La proposition de taxer la viande rouge est une idée qui gagne du terrain, même aux portes de la Commission européenne. Il y a quelques semaines, un des conseillers scientifiques en chef de l’exécutif européen, le Belge Éric Lambin, se montrait favorable à cette démarche dans une interview. Pour y répondre, Jacek Zarzecki, vice-président de la section viande bovine du Copa-Cogeca (syndicat des exploitants et coopératives agricoles européens) a pris sa plume et égrainé en quatre points pourquoi il ne faut pas se « faire avoir par une idée simpliste ».
Une mesure « injuste »
Dans la première partie de son analyse, Jacek Zarzecki pointe l’utilisation de la taxe pour orienter les choix des consommateurs. Pour l’éleveur polonais, ce levier va avant tout « orienter les consommateurs vers d’autres types de viande ». Il ajoute que « taxer lourdement la viande empêcherait les classes sociales qui luttent pour joindre les deux bouts d’avoir accès à un élément nutritif d’une alimentation équilibrée », anticipe-t-il. Jacek Zarzecki estime en outre que ce serait un moyen de favoriser les viandes de synthèse « ultra-transformées » et d’orienter les familles moins favorisées vers des aliments « avec peu de nutriments et des taux caloriques élevés ».
L’exode rural favorisé
Pour Jacek Zarzecki, taxer la viande rouge briserait les efforts des éleveurs qui transforment leurs fermes depuis des années. Mais il va plus loin : « Cela aggraverait le problème déjà critique de l’exode rural et du renouvellement des générations, à commencer par les plus petites de nos exploitations familiales », estime-t-il.

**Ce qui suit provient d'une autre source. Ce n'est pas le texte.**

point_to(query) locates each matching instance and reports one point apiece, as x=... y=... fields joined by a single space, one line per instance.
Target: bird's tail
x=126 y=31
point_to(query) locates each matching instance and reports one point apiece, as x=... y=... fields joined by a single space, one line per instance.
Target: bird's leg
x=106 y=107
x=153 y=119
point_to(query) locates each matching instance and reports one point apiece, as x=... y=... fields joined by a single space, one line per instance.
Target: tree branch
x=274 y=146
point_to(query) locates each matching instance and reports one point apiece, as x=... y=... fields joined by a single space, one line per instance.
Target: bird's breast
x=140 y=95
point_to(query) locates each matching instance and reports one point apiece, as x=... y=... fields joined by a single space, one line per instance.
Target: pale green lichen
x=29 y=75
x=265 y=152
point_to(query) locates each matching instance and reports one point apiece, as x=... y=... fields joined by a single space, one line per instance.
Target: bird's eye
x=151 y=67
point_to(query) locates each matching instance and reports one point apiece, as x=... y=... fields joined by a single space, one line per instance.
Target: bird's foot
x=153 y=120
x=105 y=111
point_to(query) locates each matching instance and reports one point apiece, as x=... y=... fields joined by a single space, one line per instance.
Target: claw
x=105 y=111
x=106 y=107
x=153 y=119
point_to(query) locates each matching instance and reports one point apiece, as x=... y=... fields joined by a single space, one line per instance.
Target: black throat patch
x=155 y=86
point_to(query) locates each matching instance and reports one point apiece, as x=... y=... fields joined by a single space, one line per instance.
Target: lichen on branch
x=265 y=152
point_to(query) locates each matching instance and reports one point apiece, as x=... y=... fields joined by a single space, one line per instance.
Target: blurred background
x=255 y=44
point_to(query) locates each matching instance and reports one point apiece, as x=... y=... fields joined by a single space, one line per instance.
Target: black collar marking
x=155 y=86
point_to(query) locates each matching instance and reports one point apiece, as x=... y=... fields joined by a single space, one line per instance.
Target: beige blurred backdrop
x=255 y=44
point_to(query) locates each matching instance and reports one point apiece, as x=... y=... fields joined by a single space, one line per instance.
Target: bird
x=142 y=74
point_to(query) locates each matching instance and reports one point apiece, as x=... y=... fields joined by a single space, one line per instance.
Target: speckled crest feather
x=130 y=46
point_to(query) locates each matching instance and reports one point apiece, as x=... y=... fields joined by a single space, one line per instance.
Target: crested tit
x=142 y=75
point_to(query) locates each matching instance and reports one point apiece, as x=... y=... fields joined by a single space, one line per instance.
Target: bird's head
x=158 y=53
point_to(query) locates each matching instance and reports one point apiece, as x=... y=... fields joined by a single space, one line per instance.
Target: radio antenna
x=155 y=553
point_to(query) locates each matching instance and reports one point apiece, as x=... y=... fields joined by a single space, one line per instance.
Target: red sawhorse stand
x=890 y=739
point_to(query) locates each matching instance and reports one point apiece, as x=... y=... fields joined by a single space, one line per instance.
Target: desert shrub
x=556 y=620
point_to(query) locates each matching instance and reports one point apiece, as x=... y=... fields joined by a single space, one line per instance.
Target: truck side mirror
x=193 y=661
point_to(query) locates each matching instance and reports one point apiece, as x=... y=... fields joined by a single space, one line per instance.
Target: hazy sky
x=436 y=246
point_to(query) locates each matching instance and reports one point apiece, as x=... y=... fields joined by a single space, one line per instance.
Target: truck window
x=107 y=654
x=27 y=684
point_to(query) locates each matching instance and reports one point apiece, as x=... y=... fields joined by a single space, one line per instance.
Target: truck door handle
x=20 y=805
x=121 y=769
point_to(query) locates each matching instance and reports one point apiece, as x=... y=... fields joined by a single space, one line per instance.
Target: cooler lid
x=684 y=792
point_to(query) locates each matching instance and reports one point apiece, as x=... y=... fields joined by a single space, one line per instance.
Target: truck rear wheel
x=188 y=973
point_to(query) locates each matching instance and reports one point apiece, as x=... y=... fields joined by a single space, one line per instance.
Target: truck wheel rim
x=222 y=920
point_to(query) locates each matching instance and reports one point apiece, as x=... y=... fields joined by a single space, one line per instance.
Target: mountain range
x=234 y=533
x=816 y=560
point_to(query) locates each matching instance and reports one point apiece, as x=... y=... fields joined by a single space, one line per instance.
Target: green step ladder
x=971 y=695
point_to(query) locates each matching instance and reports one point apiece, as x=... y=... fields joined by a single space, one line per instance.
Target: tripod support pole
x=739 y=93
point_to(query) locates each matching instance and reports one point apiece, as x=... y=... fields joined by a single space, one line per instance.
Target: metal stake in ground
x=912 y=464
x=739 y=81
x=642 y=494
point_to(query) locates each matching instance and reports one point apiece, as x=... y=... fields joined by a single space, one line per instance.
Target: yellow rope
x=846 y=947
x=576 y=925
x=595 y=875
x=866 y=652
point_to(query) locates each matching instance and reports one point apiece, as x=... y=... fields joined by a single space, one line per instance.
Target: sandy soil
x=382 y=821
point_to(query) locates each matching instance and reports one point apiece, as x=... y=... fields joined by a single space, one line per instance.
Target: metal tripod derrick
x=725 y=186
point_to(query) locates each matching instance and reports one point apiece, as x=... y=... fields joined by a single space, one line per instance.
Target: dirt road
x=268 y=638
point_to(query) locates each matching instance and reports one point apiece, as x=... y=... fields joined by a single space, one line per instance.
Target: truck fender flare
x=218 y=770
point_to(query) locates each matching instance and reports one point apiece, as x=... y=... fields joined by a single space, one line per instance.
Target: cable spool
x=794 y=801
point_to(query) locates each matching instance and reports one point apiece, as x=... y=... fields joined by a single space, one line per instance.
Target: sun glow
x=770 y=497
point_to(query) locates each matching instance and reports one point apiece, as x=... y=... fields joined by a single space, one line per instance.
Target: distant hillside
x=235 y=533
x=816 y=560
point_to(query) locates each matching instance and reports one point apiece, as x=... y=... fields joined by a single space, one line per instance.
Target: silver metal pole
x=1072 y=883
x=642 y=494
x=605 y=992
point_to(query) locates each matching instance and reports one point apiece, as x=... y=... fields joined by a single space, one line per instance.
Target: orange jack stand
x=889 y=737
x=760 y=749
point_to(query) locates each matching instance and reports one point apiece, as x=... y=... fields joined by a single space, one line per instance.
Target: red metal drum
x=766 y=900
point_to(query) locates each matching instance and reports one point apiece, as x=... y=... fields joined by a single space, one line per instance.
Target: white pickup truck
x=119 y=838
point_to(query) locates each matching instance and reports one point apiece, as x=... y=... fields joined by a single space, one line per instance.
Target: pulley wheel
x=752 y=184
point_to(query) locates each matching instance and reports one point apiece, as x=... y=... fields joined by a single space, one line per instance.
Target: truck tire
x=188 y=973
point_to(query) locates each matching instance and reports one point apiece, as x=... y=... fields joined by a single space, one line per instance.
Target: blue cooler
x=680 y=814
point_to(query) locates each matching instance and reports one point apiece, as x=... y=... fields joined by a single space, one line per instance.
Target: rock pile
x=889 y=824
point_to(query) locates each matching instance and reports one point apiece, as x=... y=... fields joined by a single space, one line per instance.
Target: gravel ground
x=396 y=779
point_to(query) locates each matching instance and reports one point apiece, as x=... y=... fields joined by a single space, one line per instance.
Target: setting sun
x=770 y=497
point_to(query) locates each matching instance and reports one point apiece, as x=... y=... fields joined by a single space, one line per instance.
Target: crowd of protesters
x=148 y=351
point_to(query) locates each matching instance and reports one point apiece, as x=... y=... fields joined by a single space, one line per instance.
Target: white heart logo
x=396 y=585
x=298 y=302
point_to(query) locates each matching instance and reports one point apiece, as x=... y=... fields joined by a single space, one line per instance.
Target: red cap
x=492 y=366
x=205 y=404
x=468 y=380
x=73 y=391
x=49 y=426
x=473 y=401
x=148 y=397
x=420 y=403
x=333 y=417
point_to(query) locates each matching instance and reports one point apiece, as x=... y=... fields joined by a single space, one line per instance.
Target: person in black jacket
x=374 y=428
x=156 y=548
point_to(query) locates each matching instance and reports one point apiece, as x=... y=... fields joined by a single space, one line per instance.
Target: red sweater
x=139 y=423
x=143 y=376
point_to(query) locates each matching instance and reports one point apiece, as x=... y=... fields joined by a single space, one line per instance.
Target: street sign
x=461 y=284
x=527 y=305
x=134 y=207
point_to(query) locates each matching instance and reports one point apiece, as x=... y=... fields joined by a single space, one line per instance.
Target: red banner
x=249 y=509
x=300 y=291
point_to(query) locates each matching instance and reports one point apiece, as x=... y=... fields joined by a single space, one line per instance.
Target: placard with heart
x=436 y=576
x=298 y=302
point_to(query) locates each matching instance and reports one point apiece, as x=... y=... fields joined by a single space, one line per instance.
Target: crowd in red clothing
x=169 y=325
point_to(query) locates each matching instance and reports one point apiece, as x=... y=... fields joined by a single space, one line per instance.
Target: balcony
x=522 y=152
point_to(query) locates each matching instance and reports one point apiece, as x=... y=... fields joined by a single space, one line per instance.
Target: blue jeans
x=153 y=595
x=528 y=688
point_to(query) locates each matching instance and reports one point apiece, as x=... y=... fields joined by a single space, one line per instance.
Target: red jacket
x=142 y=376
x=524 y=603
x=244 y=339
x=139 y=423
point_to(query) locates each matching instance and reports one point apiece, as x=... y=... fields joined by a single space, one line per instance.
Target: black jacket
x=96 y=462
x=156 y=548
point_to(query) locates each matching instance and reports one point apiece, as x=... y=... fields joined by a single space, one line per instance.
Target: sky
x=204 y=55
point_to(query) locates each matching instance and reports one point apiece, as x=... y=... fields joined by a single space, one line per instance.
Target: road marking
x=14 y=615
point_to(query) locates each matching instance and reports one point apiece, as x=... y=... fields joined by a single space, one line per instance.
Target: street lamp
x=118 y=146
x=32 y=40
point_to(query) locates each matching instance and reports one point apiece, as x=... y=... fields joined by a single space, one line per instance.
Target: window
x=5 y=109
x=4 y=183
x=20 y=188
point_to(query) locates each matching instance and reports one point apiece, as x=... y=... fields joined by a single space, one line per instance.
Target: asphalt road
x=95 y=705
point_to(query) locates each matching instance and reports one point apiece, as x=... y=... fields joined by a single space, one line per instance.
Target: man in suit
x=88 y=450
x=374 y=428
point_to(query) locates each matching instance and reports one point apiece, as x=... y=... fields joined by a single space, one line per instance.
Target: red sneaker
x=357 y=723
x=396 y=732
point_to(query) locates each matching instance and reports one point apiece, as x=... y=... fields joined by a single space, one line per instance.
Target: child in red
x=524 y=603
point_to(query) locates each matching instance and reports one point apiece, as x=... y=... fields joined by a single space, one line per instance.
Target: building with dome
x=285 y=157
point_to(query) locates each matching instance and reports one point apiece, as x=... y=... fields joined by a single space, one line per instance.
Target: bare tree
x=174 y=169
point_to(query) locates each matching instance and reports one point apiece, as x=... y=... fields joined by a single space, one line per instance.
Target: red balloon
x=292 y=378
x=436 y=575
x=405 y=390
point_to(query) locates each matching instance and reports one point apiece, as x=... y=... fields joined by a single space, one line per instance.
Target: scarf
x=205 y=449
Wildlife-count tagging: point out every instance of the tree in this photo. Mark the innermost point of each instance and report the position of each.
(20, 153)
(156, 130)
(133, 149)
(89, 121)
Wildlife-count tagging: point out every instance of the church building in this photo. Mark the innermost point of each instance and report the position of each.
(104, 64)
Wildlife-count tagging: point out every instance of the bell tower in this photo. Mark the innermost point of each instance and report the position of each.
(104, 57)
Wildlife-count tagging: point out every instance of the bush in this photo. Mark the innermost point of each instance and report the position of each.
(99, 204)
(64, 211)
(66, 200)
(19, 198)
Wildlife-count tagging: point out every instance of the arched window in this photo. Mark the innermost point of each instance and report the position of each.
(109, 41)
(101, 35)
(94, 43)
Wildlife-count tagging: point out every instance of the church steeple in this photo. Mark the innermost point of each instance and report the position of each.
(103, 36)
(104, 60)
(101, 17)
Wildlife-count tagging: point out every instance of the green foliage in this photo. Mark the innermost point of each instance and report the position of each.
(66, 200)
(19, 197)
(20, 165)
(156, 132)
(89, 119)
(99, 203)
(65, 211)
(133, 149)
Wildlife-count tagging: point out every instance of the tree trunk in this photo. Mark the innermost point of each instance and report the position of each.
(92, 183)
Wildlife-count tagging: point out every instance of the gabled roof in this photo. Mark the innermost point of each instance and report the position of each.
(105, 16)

Et si l’objectif d’une telle taxe est de faire baisser l’élevage bovin au profit de cultures, le syndicaliste prévient que pour beaucoup de terres en Europe « il serait pratiquement impossible et extrêmement coûteux d’un point de vue environnemental et climatique de planter des cultures arables ». Rappelant aussi la diversité du territoire européen et les services rendus par l’élevage dans certaines régions.
Une baisse des standards
Jacek Zarzecki prend ensuite un peu de hauteur en estimant l’impact d’une telle taxe sur les marchés internationaux. En effet il anticipe qu’elle accélérerait la délocalisation de la production bovine vers des pays tiers d’une part et que l’Europe compenserait l’effet de cette taxe en important des produits dégradés en qualité depuis les pays tiers.
Contre les traités européens
Pour conclure, Jacek Zarzecki fustige une décision qui irait à l’encontre des fondements de l’Union européenne et de la Pac qui doit assurer « la disponibilité des approvisionnements en denrées alimentaires et garantir que les denrées alimentaires parviennent aux consommateurs à des prix raisonnables » rappelle-t-il. Il ajoute enfin que les orientations de l’Europe via sa stratégie « Farm to Fork » vont déjà faire augmenter le coût alimentaire et s’interroge. « Comment pourrait-on encourager une hausse supplémentaire des prix avec une taxe supérieure à 10 % sur tous les produits carnés ? ».